RF: There’s a number of things involved. The mantra is “network, network, network”. For a start, I abandoned my desk in the HR department and went to sit with the digital marketing people. I needed to live and breathe that area and understand the chemistry of those teams to be able to select good potential recruits. What’s more, we want the things that HR do to align themselves with what the brand is doing.
Social media recruiting is not our answer to all our recruitment needs, it’s simply another channel we must use now. We use platforms like Twitter and LinkedIn, but also go to networking events in the sector to meet people face-to-face. That gives Nokia a credible voice and face at these events as well, which people appreciate.
A lot of this is about “passive recruiting” – we might not have a job opening right now, but by getting to know a lot of people in the field and building their passion for our brand, then it becomes a lot easier when you do need to find someone.
So one thing that we’ve done is to start building talent communities on LinkedIn. Here, people can discuss things that are going on within their field like any other professional group. But there’s the added benefit that Nokia opportunities are advertised there and although we can’t control all online conversations, here we can join and engage with people in an authentic way. Also, I might directly approach people I know from their previous activity who are well-qualified, either to see if they’re interested themselves, or if they know someone who’d be suitable.
Similarly, we’ve developed – very recently – some Twitter accounts that will not just be broadcasting job adverts, but talk about what Nokia is up to in a broader way.
NC: Some people find being approached by recruiters objectionable. How do you tackle that?
RF: I think that was definitely true in the bad old days. I used to work at a recruitment agency and have to phone people up at their desks to ask if they were interested in a different job. Thankfully, things have moved on. If someone joins a LinkedIn group that’s transparently run by Nokia Talent, then they know that there’s a possibility that they’ll receive emails about job openings and that’s part of why they’ve joined. But I have to make sure all communications are relevant: if I started blasting out emails about openings for an analytics position to a bunch of creative people, then clearly that would be wrong.
NC: We know that a number of Conversations readers would be interested in working for Nokia. How might they go about that?
RF: That’s great to hear.
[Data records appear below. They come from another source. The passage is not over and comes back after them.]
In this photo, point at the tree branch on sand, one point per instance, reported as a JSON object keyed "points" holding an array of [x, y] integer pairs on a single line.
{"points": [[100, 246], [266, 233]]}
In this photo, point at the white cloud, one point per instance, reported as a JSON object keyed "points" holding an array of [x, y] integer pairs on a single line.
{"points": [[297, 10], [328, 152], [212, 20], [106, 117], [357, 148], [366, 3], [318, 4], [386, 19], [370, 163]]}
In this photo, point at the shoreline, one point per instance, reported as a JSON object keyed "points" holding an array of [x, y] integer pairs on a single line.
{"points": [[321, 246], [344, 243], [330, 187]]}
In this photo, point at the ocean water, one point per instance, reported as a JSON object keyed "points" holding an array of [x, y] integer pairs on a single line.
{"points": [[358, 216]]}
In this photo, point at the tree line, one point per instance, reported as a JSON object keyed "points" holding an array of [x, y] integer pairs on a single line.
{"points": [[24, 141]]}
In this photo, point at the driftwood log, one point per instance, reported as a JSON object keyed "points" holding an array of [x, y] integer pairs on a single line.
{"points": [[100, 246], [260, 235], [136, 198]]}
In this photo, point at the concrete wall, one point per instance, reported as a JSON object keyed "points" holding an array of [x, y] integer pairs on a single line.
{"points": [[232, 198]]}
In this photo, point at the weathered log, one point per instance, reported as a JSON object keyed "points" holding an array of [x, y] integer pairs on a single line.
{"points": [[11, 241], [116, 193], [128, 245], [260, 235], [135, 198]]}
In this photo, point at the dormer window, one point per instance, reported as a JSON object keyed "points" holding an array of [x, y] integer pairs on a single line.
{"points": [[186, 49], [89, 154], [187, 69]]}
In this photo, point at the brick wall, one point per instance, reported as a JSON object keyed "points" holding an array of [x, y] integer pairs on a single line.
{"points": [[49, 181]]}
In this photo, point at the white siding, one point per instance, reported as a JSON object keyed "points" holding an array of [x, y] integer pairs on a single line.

There’s two things really.
The first is to get onto our global careers page to see if there’s anything relevant.
If there isn’t, then join our talent communities on LinkedIn and Facebook. Follow our Twitter account – either the main one or the one specifically for digital people. These will help you learn about any upcoming opportunities and also help you to get to know us better. When people come along to interview and they already know a lot about the company, then that gives them a real leg-up – we’re really not that impressed by someone who comes along and says “what do you do apart from making phones?”
NC: Thanks for your time, Rebecca.
Rebecca is speaking for Nokia as part of Social Media Week later on today at a London seminar on social recruiting.